The Nazis were also guilty of a wide range of war crimes during the war. Hitler’s policies of mass extermination, forced labour, and the creation of concentration camps led to the deaths of millions of innocent people. Jews were the primary targets of the Nazis’ campaign of genocide, as they were seen by the Nazi regime as a threat to German racial purity.
The Nazis used a policy of total war, in which civilian populations were targeted for terror, enslavement and extermination. They encouraged their troops to commit atrocities against civilians in occupied territories, including mass killings and the deportation of millions of people to concentration camps. These actions were carried out with impunity, as the victims were often too powerless to resist.
Allied Response and End of the War
The Allied Powers responded to Hitler’s aggression by launching a series of campaigns and invasions that eventually led to the defeat of Nazi Germany. The Allies, led by Britain, the United States and the Soviet Union, sought to rid Europe of the Nazi regime and to bring peace and stability to the region. The United States, Britain and the Soviet Union created the Grand Alliance which was the basis of the Allied victory.
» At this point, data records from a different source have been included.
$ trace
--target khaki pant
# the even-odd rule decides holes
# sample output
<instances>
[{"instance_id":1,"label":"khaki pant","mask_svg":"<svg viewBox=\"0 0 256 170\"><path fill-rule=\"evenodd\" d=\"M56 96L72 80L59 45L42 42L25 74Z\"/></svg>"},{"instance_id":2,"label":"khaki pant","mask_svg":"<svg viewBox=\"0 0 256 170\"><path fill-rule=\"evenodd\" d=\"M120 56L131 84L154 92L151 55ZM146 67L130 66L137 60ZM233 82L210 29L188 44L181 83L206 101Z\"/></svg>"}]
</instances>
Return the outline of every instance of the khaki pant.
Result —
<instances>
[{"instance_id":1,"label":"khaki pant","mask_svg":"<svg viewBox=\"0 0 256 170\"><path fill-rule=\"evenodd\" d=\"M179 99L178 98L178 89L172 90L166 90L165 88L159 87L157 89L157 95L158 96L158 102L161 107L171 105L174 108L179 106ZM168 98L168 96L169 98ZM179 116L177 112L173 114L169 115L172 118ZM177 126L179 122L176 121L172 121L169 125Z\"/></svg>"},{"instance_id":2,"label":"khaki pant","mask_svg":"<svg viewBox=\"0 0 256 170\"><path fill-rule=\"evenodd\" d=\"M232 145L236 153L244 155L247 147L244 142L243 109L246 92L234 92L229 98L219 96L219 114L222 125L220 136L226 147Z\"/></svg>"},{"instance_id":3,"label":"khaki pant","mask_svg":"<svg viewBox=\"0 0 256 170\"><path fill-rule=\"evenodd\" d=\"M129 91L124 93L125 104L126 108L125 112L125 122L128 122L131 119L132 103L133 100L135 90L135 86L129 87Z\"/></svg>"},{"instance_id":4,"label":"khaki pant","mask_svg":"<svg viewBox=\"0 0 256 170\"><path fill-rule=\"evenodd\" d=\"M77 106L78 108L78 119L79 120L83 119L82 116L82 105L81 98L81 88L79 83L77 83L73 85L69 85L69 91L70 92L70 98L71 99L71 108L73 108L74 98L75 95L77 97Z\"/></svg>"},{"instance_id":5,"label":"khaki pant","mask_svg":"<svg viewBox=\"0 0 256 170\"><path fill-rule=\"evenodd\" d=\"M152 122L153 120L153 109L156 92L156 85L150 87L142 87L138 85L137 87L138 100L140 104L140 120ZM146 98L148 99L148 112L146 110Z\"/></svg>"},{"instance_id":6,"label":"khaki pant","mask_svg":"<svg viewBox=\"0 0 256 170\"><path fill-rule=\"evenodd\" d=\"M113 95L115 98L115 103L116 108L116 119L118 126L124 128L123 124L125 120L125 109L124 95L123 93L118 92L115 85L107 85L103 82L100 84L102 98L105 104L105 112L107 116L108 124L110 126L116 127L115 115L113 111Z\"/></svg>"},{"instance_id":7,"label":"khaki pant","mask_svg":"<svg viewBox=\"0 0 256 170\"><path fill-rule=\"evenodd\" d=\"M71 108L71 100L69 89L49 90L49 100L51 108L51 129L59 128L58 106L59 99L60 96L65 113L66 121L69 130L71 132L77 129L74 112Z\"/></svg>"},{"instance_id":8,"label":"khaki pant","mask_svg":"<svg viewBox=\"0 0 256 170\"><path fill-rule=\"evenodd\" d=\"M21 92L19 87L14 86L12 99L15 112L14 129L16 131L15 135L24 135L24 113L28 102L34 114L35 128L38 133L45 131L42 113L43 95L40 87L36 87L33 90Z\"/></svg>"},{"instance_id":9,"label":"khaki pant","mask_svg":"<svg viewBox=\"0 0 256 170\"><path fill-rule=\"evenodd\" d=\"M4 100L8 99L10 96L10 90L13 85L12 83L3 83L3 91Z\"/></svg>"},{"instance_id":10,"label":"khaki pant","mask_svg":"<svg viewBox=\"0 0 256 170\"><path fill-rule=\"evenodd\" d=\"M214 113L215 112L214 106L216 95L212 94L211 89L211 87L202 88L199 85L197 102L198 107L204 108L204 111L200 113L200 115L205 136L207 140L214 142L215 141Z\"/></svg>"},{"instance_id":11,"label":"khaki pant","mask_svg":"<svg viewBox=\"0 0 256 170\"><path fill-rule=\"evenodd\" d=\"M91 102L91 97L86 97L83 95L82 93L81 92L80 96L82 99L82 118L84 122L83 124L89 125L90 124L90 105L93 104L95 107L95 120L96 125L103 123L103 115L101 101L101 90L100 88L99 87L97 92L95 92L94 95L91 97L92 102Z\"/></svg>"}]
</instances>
The Allied Powers launched a series of campaigns against the Germans and Japanese in the years after 1939. These campaigns included a massive aerial bombing campaign against Germany, the storming of the beaches of Normandy, and the liberation of Europe from Nazi rule. The Allies also launched an invasion of Japan in 1945, which led to the surrender of the Japanese government.
By 1945, Nazi Germany had been defeated and the Allies had achieved their goal of defeating Hitler and restoring peace and stability to the region. On 8 May 1945, Germany officially surrendered and World War II had come to an end.
Aftermath of World War II
The aftermath of World War II was far-reaching. The war crippled much of Europe and caused millions of deaths and millions more injuries. The conflict also brought about a historic change in political power, as the Allied Powers emerged victorious and the old empires of Europe were destroyed. World War II also marked the beginning of the Cold War between the United States and the Soviet Union, who were the two great superpowers of the post-war era.
The war also exposed the horror of the Nazi regime and its horrific policies of genocide and mass extermination. The victorious Allies held the Nazi leaders accountable for their crimes, and war criminals were brought to justice. The Holocaust, which was a genocide against the Jews, was recognized as one of the worst crimes in human history.
World War II had a lasting impact on the world and shaped the modern era. It changed the face of Europe and the shape of the global geopolitical landscape. The conflict also brought about an end to colonialism, as many of the European nations that had held colonies were weakened by the war.
Adolf Hitler and the Nazis were the ultimate cause of World War II. Hitler’s policies of expansionism, militarism, and racism, coupled with his desire to create a ‘Greater Germany’, led to the start of the war in Europe. When Hitler invaded Poland on 1 September 1939, Britain and France declared war on Germany, thus starting the most destructive conflict in human history. Nazi Germany was ultimately defeated by the Allies in 1945, and the world was changed forever.